Будкер свое обещание сдержал, и никто из студентов не пострадал. Казалось бы, что в этом конфликте студенты прибегли к традиционному советскому методу апелляции наверх, а затем, струсив, отказались. Однако история на этом не закончилась. В марте этого же года началась кампания по выборам в местные советы народных депутатов, и Солоухин, согласно его новому положению, автоматически должен был избираться в райсовет, причем именно от общежития физфака. Тут же составился оркомитет, призвавший студентов голосовать против Солоухина и выдвинувший другую кандидатуру вместо него.

Вот как продолжение этой истории воспоминает А.Г. Морозов (физический факультет, 1963–1968). У него речь идет уже о митинге, посвященном бойкоту выборов.

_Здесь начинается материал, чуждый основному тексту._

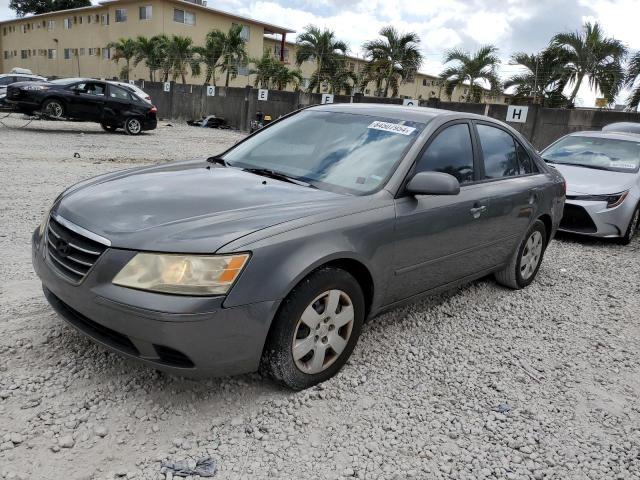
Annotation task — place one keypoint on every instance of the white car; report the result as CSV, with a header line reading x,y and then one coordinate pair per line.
x,y
138,91
8,78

В его версии Солоухин объявил об отчислении не одного студента, как у Штивельмана, а целой группы студентов, которые вернулись на занятия после каникул с недельным опозданием (причина не называется, но похоже, что у всех она общая). Возможно, что оба исключения имели место и был не один, а два разных протестных митинга. Конец истории Морозова во многих деталях совпадает с концом истории Штивельмана. Цитата немного длинная, однако содержит очень важные нюансы для данной статьи.

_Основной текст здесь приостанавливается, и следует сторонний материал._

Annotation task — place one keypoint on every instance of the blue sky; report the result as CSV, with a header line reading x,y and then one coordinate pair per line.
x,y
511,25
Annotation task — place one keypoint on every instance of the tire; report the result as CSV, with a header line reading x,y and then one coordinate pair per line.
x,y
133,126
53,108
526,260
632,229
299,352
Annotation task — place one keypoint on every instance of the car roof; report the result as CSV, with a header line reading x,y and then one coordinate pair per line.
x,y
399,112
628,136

«Довольно быстро сформировалась инициативная группа в семь-восемь человек…<…> Разработали план контрагитации и начали его осуществлять. Назначили митинг в одной из двух самых больших аудиторий университета. Как ни странно, нам дали его провести. Призвали народ к бойкоту выборов. Нашу группу вызвали на партбюро НГУ, в котором мы не увидели ни одного представителя физфака. Потребовали от нас прекратить “безобразие”. Впервые в жизни я видел столько явно испуганных взрослых мужиков. Но наша позиция осталась неизменной. Расстались. На следующий день нас пригласил Г.И. Будкер. <…> Разговор длился не меньше трех часов. <…> И тут Будкер нашел аргумент. Он сказал следующее: “Ребята, вы учитесь в уникальном университете по специальным учебным планам и программам. Такого нигде больше в стране нет. Представим, что вы добились своего. Это дойдет до Москвы. Пришлют комиссию. Сделают выводы. Министерство сменит ректора, и из нашего университета сделают стандартный провинциальный университет. Вы готовы взять на себя ответственность за такой результат ваших действий?”

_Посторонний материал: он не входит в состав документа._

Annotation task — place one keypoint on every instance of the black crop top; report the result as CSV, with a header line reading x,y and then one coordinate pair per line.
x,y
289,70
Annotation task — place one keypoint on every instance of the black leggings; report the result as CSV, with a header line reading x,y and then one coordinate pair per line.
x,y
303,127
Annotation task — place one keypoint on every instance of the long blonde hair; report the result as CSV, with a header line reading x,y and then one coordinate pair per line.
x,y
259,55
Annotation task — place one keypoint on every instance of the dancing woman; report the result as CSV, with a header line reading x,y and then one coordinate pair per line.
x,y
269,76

Это был удар ниже пояса. Мы к нему не были готовы. <…> …долго совещались. Пришли к выводу, что надо давать отбой. И не в кулуарах, а на общем собрании. <…> Опять назначили митинг в большой аудитории. До даты выборов оставалось меньше недели. Собрались около 500 человек. Мне пришлось рассказывать о встрече нашей инициативной группы с Будкером и его прогнозе и сказать о наших предложениях — выборы не бойкотировать, но голосовать по совести. Народ, конечно, понял. Но разочарование было всеобщим.

Результаты всей этой истории были следующие:

— явку на выборы участковая комиссия сделала такой, как нужно, но насчитать больше 60% за нашего проректора не смогла;

— проректора нам через полтора-два месяца заменили;

— всех отчисленных им студентов восстановили;

— никаких репрессий против членов инициативной группы не было;

— статус НГУ как уникального университета по факту никак не пострадал;

— более того, менее чем через год после описываемых событий ректором НГУ стал ученик Будкера, молодой академик С.Т. Беляев…» [19, c. 375–376]

Было бы преувеличением сказать, что именно студенческий протест стал решающим моментом, однако он внес существенную долю в окончательное решение о назначении нового ректора. История Солоухина продемонстрировала, что студенты считали важными определенные права и академические свободы и были готовы коллективно и организованно их защищать.

Вторым примером проявления студенческой самоорганизации стал так называемый «суд над антисемитами». Эта история памятна многим студентам НГУ, во-первых, в этом общественном протесте объединились студенты всех факультетов, и, во-вторых, причиной этого протеста была не только и не столько недостойное поведение нескольких студентов, сколько неписаная, но проникающая во все поры системы образования государственная политика дискриминации по этническому признаку при поступлении в высшие учебные заведения.

Напомню, что антисемитизм в наше время уже был одним из краеугольных камней негласной кадровой политики государства, особенно в сфере образования.

Студенты, поступившие в НГУ из разных концов Сибири, были мало осведомлены об этой практике, но рядом с ними учились студенты, аспиранты и даже преподаватели, приехавшие из западной и европейской частей страны и ее столиц, которые испытали дискриминацию на своем личном опыте.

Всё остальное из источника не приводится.